Attorney seeks to disqualify commonwealth's attorney's office
By Jana Wagoner
The attorney for a Freedom High School assistant principal charged in August for possession of child pornography is trying to get the Loudoun County Commonwealth's Attorney's Office disqualified from the case.
Steven D. Stone filed a motion to disqualify, claiming bias on the part of Loudoun County Commonwealth's Attorney Jim Plowman.
Stone's client, Ting-Yi Oei, 59, of Reston, was charged with possession of child pornography for holding evidence of an inappropriate cell-phone photo of a female Freedom student who is a juvenile.
Oei was originally charged with failure to report child abuse or neglect, but that was dropped in July before he was indicted in August on the child pornography charge.
In an affidavit Stone filed in court, James Faughnan, the attorney who represented Oei in the failure to report case, wrote that in a phone conversation he had with Plowman, Plowman “acknowledged that the photo was not true porn.”
Stone filed the motion to disqualify claiming bias since Plowman went ahead with child pornography charges even though he had said it was not child pornography.
Wittmann contested that part of the affidavit, saying that Plowman did not say it wasn't child porn but that it was “not the typical type of child porn [his office] deals with.”
Loudoun County Circuit Court Judge Thomas D. Horne declined to hear the motion since Plowman and Wittmann try cases in his court so often.
“I'm not going to judge the credibility of these persons,” Horne said.
Instead, Horne will forward the matter to the Virginia Supreme Court to appoint a resident judge.
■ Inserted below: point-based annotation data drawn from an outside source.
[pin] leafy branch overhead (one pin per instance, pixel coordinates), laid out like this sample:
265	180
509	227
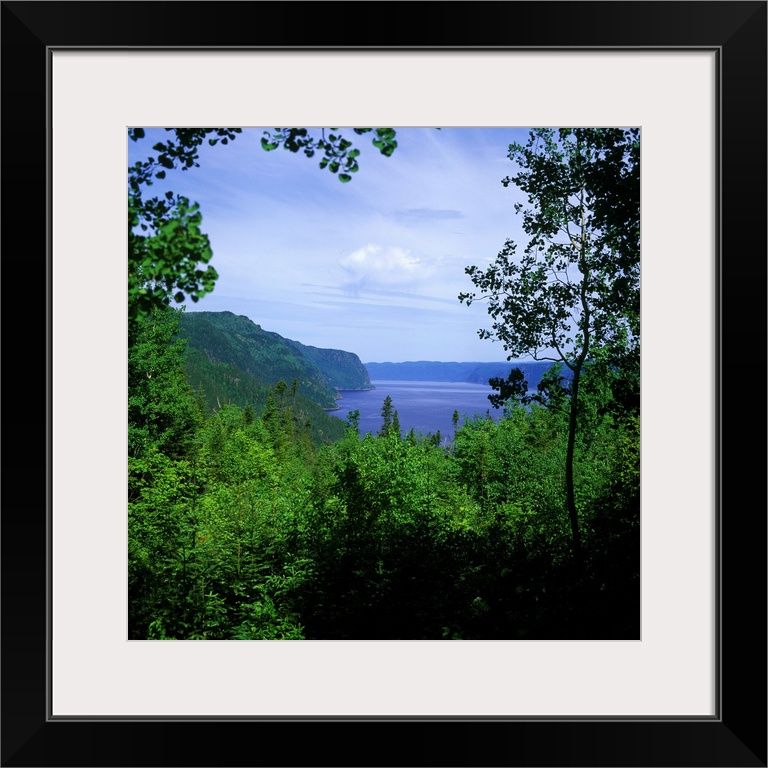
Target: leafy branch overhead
168	253
338	153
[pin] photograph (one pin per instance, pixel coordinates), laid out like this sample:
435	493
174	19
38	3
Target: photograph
378	388
384	383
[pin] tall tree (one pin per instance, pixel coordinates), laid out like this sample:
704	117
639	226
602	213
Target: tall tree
574	293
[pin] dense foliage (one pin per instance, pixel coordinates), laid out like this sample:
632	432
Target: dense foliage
244	525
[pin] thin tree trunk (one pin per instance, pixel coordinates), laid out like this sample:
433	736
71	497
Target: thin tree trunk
569	484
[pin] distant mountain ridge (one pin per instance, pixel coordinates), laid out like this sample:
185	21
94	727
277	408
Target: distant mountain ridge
226	339
470	373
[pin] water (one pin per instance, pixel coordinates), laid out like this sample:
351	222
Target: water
425	406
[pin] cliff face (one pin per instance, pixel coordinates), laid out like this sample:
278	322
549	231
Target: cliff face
342	370
226	338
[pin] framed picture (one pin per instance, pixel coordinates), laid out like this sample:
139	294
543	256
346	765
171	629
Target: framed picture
692	77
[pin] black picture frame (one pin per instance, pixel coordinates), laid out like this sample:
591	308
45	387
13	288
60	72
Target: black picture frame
736	736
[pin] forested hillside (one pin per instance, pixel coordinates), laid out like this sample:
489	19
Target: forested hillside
242	526
249	520
235	340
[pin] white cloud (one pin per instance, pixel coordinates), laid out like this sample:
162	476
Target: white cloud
374	266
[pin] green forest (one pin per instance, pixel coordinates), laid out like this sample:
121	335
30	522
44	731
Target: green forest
250	517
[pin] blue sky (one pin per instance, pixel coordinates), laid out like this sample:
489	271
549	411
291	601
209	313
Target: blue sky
374	266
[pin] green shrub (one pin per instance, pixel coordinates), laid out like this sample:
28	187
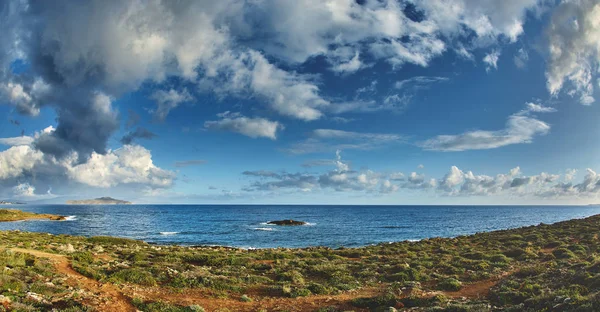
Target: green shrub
135	276
450	284
245	298
112	240
292	276
83	257
387	300
499	258
563	253
300	292
86	270
318	289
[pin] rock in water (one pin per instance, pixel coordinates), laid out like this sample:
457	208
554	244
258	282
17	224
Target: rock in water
287	222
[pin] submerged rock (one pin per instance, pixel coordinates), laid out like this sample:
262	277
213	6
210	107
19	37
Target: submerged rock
287	222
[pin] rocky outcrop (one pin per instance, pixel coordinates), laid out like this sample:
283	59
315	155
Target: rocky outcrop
287	222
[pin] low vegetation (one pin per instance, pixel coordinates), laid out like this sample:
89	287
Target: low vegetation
539	268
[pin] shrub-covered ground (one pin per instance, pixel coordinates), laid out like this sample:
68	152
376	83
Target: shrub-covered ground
539	268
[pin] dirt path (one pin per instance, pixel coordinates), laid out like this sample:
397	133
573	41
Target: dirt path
478	289
116	300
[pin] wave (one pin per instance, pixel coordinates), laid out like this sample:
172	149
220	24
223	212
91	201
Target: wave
264	229
168	233
307	224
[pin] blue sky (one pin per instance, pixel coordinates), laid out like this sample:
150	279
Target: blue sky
334	102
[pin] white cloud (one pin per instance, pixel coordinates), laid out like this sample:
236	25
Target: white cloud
251	127
419	82
573	36
350	65
491	60
16	141
538	108
570	174
521	58
324	140
131	164
168	100
24	190
17	160
519	129
340	179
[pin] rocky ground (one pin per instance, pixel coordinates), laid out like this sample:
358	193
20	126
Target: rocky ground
542	268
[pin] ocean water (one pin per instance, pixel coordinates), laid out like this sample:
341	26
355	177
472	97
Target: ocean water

The new judge should rule on the motion by mid-November, Horne said.
If the judge rules in favor of Stone, new prosecution will have to be appointed to the case before it goes to trial before Horne Feb. 26, 2009. If the judge does not rule in favor of Stone, Plowman and Wittmann will stay on the case when it goes to trial.
Oei apparently confiscated the photo in question from another student at the school March 14, but never informed the child’s parents, the Loudoun Sheriff’s Office school resource deputy assigned to the school or Child Protective Services, as required by law, Loudoun County Sheriff's Office spokesman Kraig Troxell said.